When I first saw this question it had more downvotes than upvotes. But I think it is a reasonable question related to system performance and the differences between AMD and Intel processors. I think there are a couple of points worth addressing.
ISA Licensing
As I have always understood it, AMD built their CPUs by reverse
engineering Intel's instruction set and now pay Intel to use their
instruction set, and Intel do the same for AMDs 64-bit instructions.
I don't know the full history of AMD and Intel license agreement for x86, but this is a bit of an oversimplification. Currently AMD and Intel have a cross licensing agreement that allows both of them to implement the same ISA. For instance the 64-bit extensions to the x86 ISA were developed by AMD back when Intel was pushing the Itanium ISA. Regardless it is true that both AMD and Intel support the same core x86 ISA now and they generally have extensions to it that are compatible with each other.
Overall performance
Firstly, I've noticed some games have been a bit laggy on my system
(AMD) and after reading it turns out the game is optimised for Intel
CPUs...
The overall performance of program execution depends on three basic things. The number of instructions that need to be executed, the frequency of the CPU (clock speed), and the number of instructions executed per cycle (per clock tick). Currently high-end Intel CPUs tend to have better overall performance than AMD CPUs, even when executing the exact same application that does not have any specific optimizations. So it's likely that if the game is slow on your system it is just because the CPU is too slow, rather than because it's optimized for a particular microarchitecture. Also there could be other factors (GPU tends to matter the most for gaming), but debugging the performance of a game isn't going to be on-topic for stackoverflow, unless you are a game developer trying to understand a specific coding problem.

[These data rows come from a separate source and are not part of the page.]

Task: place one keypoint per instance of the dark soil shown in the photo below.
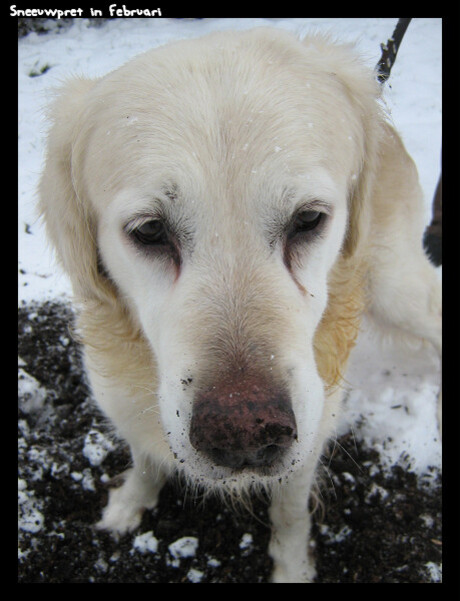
(376, 528)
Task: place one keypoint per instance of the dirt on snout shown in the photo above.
(376, 527)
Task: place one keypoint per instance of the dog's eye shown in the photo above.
(151, 233)
(305, 221)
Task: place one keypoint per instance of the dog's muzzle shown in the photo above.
(243, 423)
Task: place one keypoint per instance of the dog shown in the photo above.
(227, 208)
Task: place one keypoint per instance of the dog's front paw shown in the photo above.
(120, 516)
(126, 504)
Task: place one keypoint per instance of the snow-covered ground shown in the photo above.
(392, 399)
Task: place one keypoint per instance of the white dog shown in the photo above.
(227, 208)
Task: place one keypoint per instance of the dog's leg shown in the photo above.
(406, 296)
(290, 519)
(404, 288)
(139, 491)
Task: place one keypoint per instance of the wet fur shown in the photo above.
(365, 274)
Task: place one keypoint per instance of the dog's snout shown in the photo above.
(243, 425)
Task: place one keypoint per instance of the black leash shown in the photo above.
(432, 238)
(390, 50)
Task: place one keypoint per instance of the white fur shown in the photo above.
(228, 135)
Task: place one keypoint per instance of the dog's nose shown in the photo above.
(243, 425)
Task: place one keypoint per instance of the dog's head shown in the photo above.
(211, 187)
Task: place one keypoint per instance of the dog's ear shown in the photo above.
(360, 85)
(68, 217)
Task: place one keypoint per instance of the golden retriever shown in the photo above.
(227, 208)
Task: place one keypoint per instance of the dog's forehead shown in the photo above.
(229, 117)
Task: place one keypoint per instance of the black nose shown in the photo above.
(243, 424)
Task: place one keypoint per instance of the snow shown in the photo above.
(392, 390)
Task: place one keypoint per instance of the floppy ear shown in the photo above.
(363, 91)
(68, 217)
(360, 84)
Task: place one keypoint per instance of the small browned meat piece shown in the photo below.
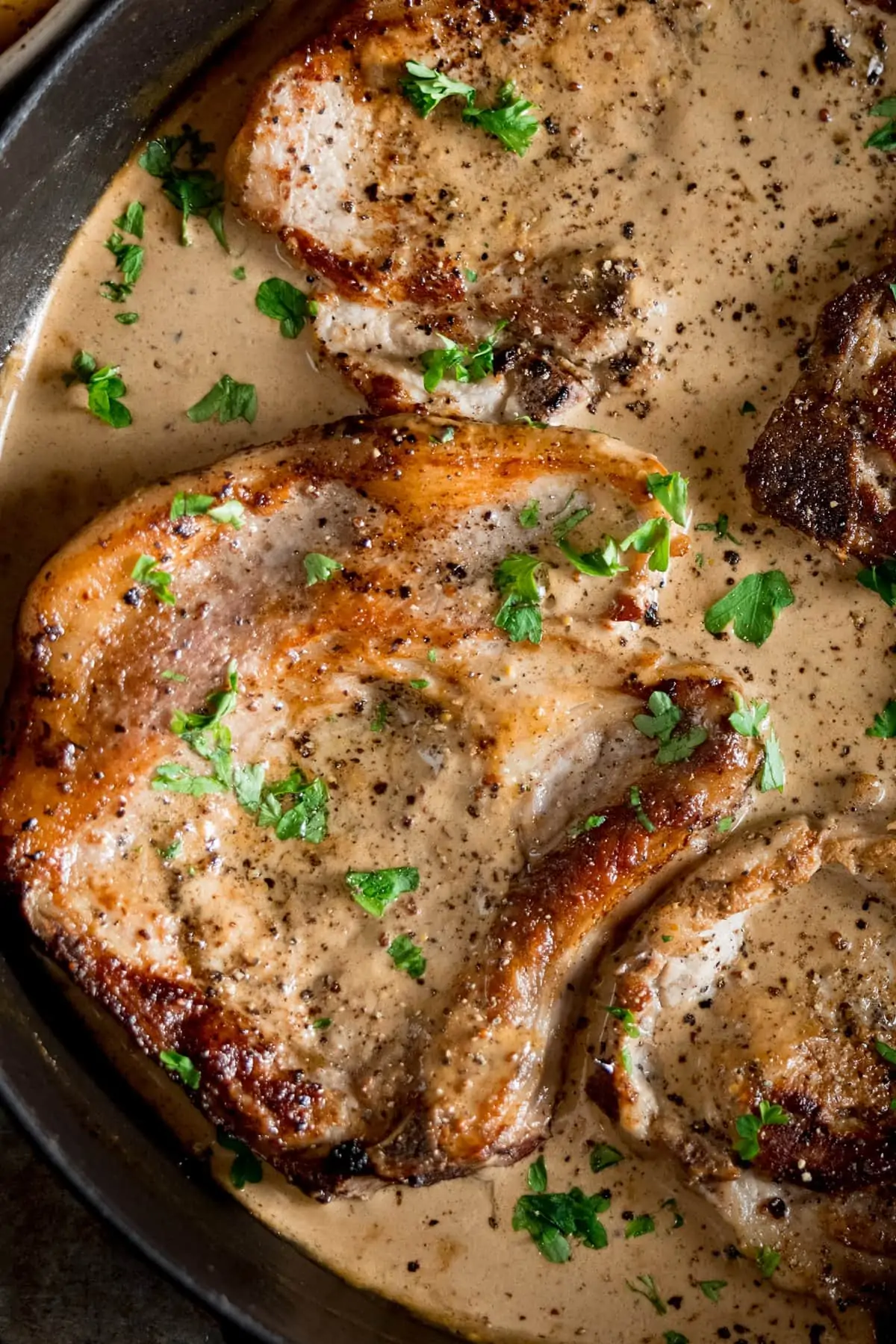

CPU Specific Optimizations
What does it mean to be optimised for Intel or AMD? How can it be
possible to be different / optimised for one but not the other, if
they are meant to be slot in replacements for each other? I.e both
support same instructions etc.
Although Intel and AMD both develop CPUs that run x86 applications, the internal microarchitecture of the CPUs is different. And there is not simply an Intel microarchitecture or an AMD microarchitecture. Instead each company has various different groups of CPUs that it develops under a specific microarchitecture. So a program could be optimized for Skylake (and Intel microarchitecture) or Bulldozer (an AMD microarchitecture).
When the compiler is generating code it can make very minor tweaks that might benefit one microarchitecture more than another. If a developer doesn't know what the target CPU family is then it might make sense not to target a specific microarchitecture and simply generate code that is expected to perform the best overall. But if the developer know which microarchitecture the program will run on then it can be possible to get a slight performance improvement by specializing for that microarchitecture.
Usually these performance gains are pretty small compared to the baseline optimization. One exception is when a new feature like SSE4 is available. In that case it could make a big difference for certain workloads that are able to take advantage of the new feature. But even then the optimization is more specific to that feature than a specific processor vendor since both AMD and Intel support SSE4 now.